Und was kommt bei den Umfragen heraus?
Die überwältigende Mehrheit sagt, dass wir eine ausgeprägte Start-up-Atmosphäre haben. Die Befragung zeigt, dass sich die Mitarbeiter ganz klar als Teil eines Start-ups verstehen, in dem sie agil arbeiten können und alle positiven Eigenschaften eines Start-up-Umfeldes vorherrschen.

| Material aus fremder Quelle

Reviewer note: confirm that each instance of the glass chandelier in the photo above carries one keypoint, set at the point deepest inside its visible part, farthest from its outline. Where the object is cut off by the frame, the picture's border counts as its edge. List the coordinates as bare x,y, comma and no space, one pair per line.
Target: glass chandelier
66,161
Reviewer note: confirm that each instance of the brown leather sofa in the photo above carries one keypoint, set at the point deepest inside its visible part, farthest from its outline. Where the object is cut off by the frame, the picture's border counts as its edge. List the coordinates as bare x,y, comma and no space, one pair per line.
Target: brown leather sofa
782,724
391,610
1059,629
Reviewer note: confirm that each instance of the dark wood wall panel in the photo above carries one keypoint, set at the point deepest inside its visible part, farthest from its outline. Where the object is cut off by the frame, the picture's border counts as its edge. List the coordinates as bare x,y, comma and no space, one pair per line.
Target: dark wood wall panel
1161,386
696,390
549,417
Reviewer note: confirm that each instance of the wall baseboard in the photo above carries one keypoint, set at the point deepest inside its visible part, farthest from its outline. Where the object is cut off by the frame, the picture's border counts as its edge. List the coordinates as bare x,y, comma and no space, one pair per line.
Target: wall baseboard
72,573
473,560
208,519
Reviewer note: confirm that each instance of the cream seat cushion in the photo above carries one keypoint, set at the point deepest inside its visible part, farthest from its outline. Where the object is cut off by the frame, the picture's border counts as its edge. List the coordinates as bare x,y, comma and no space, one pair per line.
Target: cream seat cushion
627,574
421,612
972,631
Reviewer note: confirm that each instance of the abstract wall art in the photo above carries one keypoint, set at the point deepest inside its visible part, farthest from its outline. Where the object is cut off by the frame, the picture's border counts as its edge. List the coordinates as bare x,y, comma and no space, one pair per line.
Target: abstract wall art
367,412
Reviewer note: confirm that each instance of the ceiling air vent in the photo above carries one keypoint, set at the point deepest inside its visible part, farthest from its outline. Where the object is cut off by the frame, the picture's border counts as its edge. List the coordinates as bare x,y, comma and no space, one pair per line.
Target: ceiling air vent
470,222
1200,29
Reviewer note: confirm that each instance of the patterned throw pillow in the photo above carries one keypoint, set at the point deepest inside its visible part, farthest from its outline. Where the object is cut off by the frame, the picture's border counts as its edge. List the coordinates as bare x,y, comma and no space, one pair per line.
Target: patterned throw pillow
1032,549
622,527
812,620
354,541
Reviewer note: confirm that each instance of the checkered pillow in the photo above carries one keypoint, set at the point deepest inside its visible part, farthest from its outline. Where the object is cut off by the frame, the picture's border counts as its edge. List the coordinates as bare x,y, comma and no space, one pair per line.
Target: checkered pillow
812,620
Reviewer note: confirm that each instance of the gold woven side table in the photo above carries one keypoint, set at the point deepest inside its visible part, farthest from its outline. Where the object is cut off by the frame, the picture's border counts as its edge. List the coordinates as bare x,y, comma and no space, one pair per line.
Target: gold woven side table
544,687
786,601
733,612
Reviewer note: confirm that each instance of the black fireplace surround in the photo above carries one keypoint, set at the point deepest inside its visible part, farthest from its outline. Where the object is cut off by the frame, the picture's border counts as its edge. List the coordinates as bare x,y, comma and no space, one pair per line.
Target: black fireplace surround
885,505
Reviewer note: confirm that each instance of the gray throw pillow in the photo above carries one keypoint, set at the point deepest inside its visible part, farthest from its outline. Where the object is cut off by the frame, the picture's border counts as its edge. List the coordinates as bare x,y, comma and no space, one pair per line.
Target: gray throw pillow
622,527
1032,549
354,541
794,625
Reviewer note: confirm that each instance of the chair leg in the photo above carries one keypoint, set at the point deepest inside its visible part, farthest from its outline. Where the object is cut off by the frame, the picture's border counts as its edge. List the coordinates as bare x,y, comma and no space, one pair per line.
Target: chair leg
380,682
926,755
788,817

Was zeichnet die Start-up-Kultur bei Heycar genau aus?
Die Art und Weise, wie wir ein Produkt entwickeln und launchen, ist relativ klar Start-up-Arbeitsweise. Wir organisieren unsere Projekte nach der Sprint-Methode und stellen unsere Planung innerhalb von zwei Wochen für die folgenden zwei Wochen auf. Wenn wir neue Funktionen testen, bauen wir ein sogenanntes Minimum Viable Product (MVP), das die Minimalanforderungen für einen Testlauf erfüllt. Das hält uns agil in der Produktentwicklung. Außerdem haben wir regelmäßig eine Innovationswoche für alle Mitarbeiter im Kalender stehen, etwa alle sieben Wochen. In der Zeit können die Teams Ideen und neue, spannende Technologien ausprobieren.

Wenn Sie an Neuerungen am Produkt arbeiten: Wie wollen Sie sich von den anderen Gebrauchtwagenportalen abheben?
Wir denken kunden- und nicht werbeorientiert, das heißt, wir wollen keine Anzeigen verkaufen sondern dem Kunden das bestmögliche Produkt und den besten Service bieten. Und dabei gleichzeitig Partner des Handels sein. Ab dem 1. Oktober führen wir daher ein Preismodell ein, das rein auf Erfolg abzielt. Wenn Händler aufgrund eines Kontakts über uns ein Auto verkaufen, bekommen wir eine Provision. Davon abgesehen ist das Portal für Käufer und Händler kostenfrei. Wir sind also darauf angewiesen, dass der Kunde am Ende zufrieden ein Auto kauft, sonst bekommen wir kein Geld. Bei Mobile.de und Autoscout24 reicht hingegen die reine Page Expression aus für den Erfolg, das heißt, dass eine Anzeige lediglich gesehen wird.

Wie wollen Sie Kunden dazu bringen, genau über Ihr Portal mit dem Händler Kontakt aufzunehmen?
Wir wollen den Kunden ausführlich informieren und ihn so gut wie möglich in die Lage versetzen, eine Kaufentscheidung zu treffen. Wir legen den Fokus auf Qualität und haben eine Kriterien-Liste, nach der die Autos geprüft werden und auch die Händler bestimmte Anforderungen erfüllen müssen. Und es gibt bei uns kein gekauftes Listing, das heißt, die Händler bezahlen nicht für eine besonders prominente Platzierung wie bei den gängigen Autobörsen. Zudem wollen wir über Datenanalysen dem Kunden nur die Autos zeigen, die er wirklich sehen will.

Wie wollen Sie verhindern, dass Ihnen Provision durch die Lappen geht, weil sich der Kunde direkt beim Händler meldet?
Der Kunde muss schlussendlich zum Händler gehen, um sich das Auto anzusehen und es zu kaufen. Wir bieten bisher kein E-Commerce an, das heißt, der Kunde kann das Fahrzeug nicht über unsere Plattform direkt kaufen. Vielmehr leben wir vom Kontakt, den der Kunde über uns zum Händler aufbaut. Sollte sich der Kunde nur den Namen des Händlers notieren, verdienen wir kein Geld. Das ist letztlich das Geschäftsrisiko. Aber unser Ziel ist es, eine Beziehung zum Kunden aufzubauen, das unterscheidet Heycar von Mobile.de und Autoscout24. Wir sind davon überzeugt, dass der Kontakt über uns Vorteile hat. Der Kunde erhält zum Beispiel eine Garantie auf jedes über Heycar angebotene Fahrzeug. Daher sind wir uns sicher, dass am Ende das Produkt gewinnt, das sich am Kunden orientiert und ihm einen Mehrwert bietet.